3. Computational efficiency: the inner algorithm can run efficiently only to the extent that humans (and the compiler toolchain) generally understand what it’s doing
I don’t think the slowdown is necessarily very large, though I’m not sure exactly what you are claiming. In particular, you can pick a neural network architecture that maps well onto the most efficient hardware that you can build, and then learn how to use the operations that can be efficiently carried out in that architecture. You can still lose something but I don’t think it’s a lot.
You could ask the question formally in specific computational models, e.g. what’s the best fixed homogeneous circuit layout we can find for doing both FFT and quicksort, and how large is the overhead relative to doing one or the other? (Obviously for any two algorithms that you want to simulate the overhead will be at most 2x, so after finding something clean that can do both of them you’d want to look at a third algorithm. I expect that you’re going to be able to do basically any algorithm that anyone cares about with <<10x overhead.)

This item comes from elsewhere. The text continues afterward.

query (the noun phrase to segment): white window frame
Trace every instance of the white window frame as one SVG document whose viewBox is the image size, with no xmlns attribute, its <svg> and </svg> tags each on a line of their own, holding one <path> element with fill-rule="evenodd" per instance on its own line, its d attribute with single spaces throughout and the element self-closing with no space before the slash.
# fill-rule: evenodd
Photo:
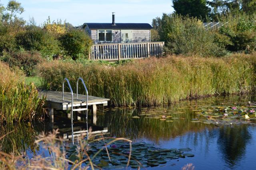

ML is different from other domains in that it already relies on incredibly massive automated search, with massive changes in the quality of our inner algorithms despite very little change in our outer algorithms.
Yeah, sure, maybe. Outside views only go so far :-)
I concede that even if an evolution-like approach was objectively the best way to build wing-flapping robots, probably those roboticists would not think to actually do that, whereas it probably would occur to ML researchers.
(For what it’s worth—and I don’t think you were disagreeing with this—I would like to emphasize that there have been important changes in outer algorithms too, like the invention of Transformers, BatchNorm, ResNets, and so on, over the past decade, and I expect there to be more such developments in the future. This is in parallel with the ongoing work of scaling-up-the-algorithms-we’ve-already-got, of course.)
you would be classifying the model learned by GPT-3 as a learning algorithm, since it can read a 1000 word article and then have a better understanding of the subject matter that it can use to e.g. answer questions or write related text.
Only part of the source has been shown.